In deze zaak, die zich afspeelt in het kader van een kort geding, heeft eiseres [eiseres] een vordering ingesteld tegen gedaagde [gedaagde] met betrekking tot een uitvoerbaar bij voorraad verklaard vonnis van 3 september 2014. Dit vonnis verplichtte eiseres om herstelwerkzaamheden aan een gemeenschappelijke hal uit te voeren, maar eiseres stelt dat zij niet in staat is om aan deze verplichting te voldoen zonder een omgevingsvergunning van de gemeente Den Haag. Eiseres heeft deze vergunning op 23 september 2014 aangevraagd, maar deze is nog niet verleend. Eiseres vordert in dit kort geding dat de dwangsom die aan het vonnis is verbonden, niet verbeurd wordt zolang de vergunning niet is verleend en dat gedaagde niet zelf de herstelwerkzaamheden mag uitvoeren.
De rechtbank heeft vastgesteld dat voor de herstelwerkzaamheden een omgevingsvergunning vereist is en dat eiseres deze vergunning tijdig heeft aangevraagd.
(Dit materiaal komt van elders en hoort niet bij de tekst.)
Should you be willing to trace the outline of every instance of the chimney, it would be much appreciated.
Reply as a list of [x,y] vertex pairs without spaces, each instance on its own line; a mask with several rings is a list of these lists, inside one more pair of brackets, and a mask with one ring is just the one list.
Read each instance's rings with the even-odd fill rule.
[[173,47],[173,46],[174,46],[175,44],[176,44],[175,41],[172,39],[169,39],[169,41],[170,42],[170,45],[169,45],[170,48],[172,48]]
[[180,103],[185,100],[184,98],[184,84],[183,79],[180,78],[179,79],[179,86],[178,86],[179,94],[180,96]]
De rechtbank oordeelt dat eiseres tijdelijk in de onmogelijkheid verkeert om aan de hoofdveroordeling te voldoen, omdat het onredelijk zou zijn om van haar te verwachten dat zij de werkzaamheden uitvoert zonder de benodigde vergunning. De rechtbank heeft de looptijd van de dwangsom opgeschort tot twee maanden na de verlening van de omgevingsvergunning.
De vordering van eiseres om de tenuitvoerlegging van het vonnis op te schorten in verband met een nog aanhangig te maken verzoek ex artikel 5:130 BW is afgewezen. De rechtbank heeft geoordeeld dat de executiebevoegdheid van gedaagde niet moet wijken voor een onzekere beslissing in een nog te voeren procedure. De proceskosten zijn gecompenseerd, waarbij iedere partij de eigen kosten draagt.